We found a SNP in the IDO2 gene. [It’s] an immunoregulatory gene with functions implicated in all three disorders that led to opposing effects in the different disorders. The SNP increased the risk of bipolar disorder in women and decreased the risk in men, but it also decreased the risk of major depression in women and increased the risk in men. We also found some shared things between depression and schizophrenia. With that same genetic SNP, we found a lower risk of depression and schizophrenia in women, but a higher risk in the men.
So there are actually these really interesting opposing effects, and people will say it sounds spurious, but it turns out that these SNPs may relate to the differential risks [for disease] that we see in men and women.
And what was even more exciting was that the pathways that were implicated—vascular pathways and immune pathways—fit with what has been found and mapped by the neurobiology. We study the shared pathophysiology between the brain and the heart, but it turns out that schizophrenia also has a very high comorbidity with cardiovascular disease. I was thrilled to see we actually found these genes with shared sex differences in areas that we’ve been studying.
TS: What happens if scientists don’t account for these differences?
JG: The differences we found are small, but small differences actually tell us really important things about substantial differences in incidence, and also about treatment and response to treatment differences.

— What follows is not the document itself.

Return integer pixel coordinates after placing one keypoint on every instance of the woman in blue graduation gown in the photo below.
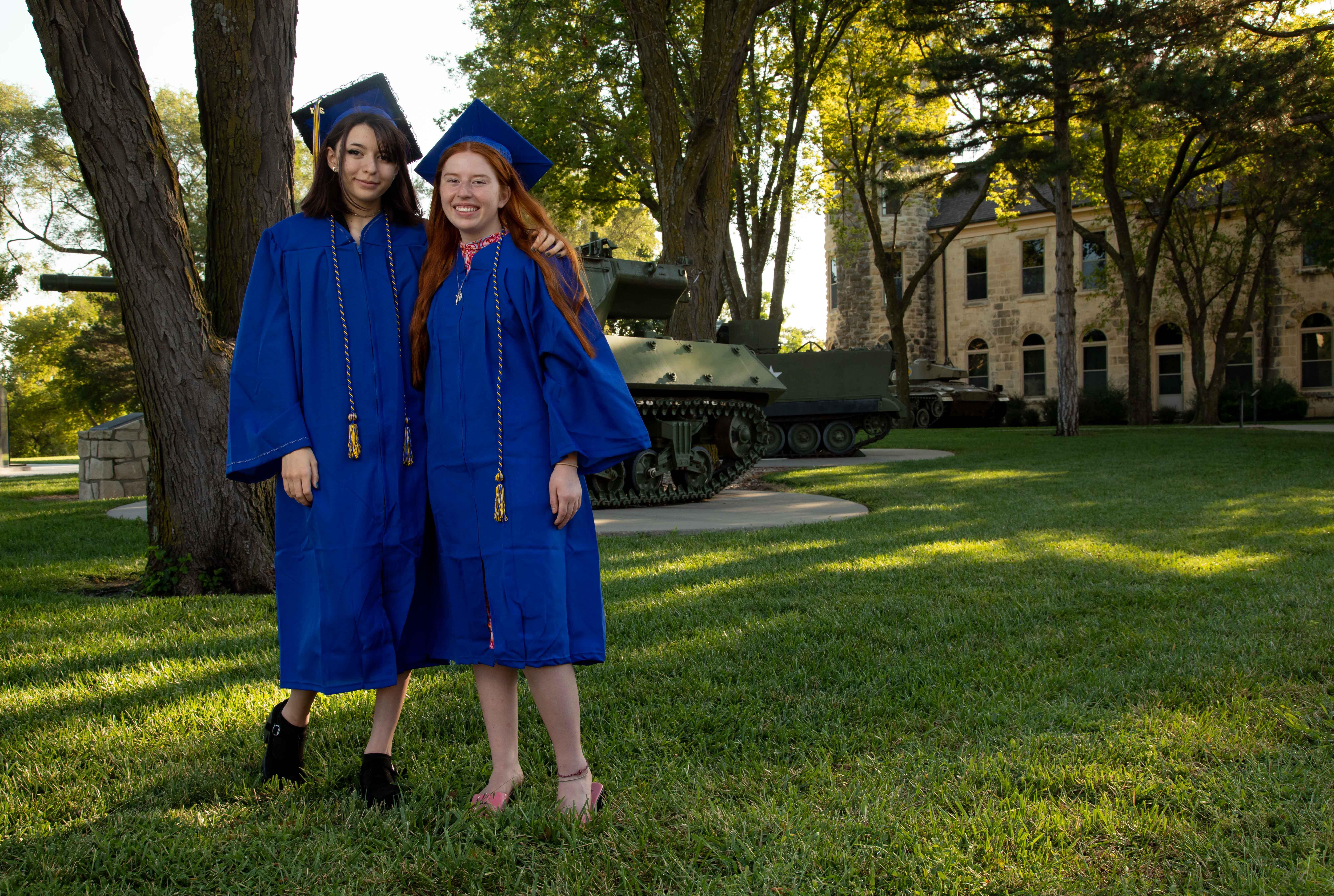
(522, 399)
(321, 394)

We’re living in the day and age of precision medicine, and we want to identify genes that are associated with treatment responses so we can personalize our treatments. It’s absolutely critical, if we’re going to talk about these things, to consider sex and gender. In 2001, for example, eighty percent of adverse drug reactions [occurred in] women. But most studies in neuroscience and in medicine in general involve male animals, so we shouldn’t be surprised that the side effects and drug reactions would be greater in women than in men.
We’re living in the day and age of precision medicine, and we want to identify genes that are associated with treatment responses so we can personalize our treatments.—Jill Goldstein, Harvard Medical School
There are a few instances in which this has changed treatment completely. One is in cardiovascular disease, where it’s primarily treated as a small vessel disease in women and a large vessel disease in men. Before, most of our treatments were developed for large vessel disease and the development of plaques. When these sex-based differences were discovered, it really revolutionized women’s heart health programs.
There are also examples in stroke and in lung cancer, in which brilliant scientists were about to throw a treatment away because it looked like it didn’t work. But it turned out that in lung cancer, for example, they were targeting a mutation [linked to] a form of lung cancer that was more common in women, but they were testing it using male animals.
There are real-life consequences if we do not develop sex-dependent therapeutics, and I think it is critical for precision medicine.
TS: How can scientists start to account for sex-based differences in their research?
JG: One thing to do is to start looking at the functional consequences of these genes now in live people and to really design your study to look for sex effects. Otherwise, you can’t control away a design flaw when testing a complicated variable like sex. You need to design your studies by sex and you need to understand that every cell has a sex. We metabolize drugs differently, we absorb them differently, we eliminate them differently. And there are different pharmacodynamics to these drugs. We need to really understand that, and starting at the genetic level is also really important.
G.A.M. Blokland et al., “Sex-dependent shared and non-shared genetic architecture, across mood and psychotic disorders,” Biol Psychiatry, doi:10.1016/j.biopsych.2021.02.972, 2021.
Editor’s note: This interview was edited for brevity.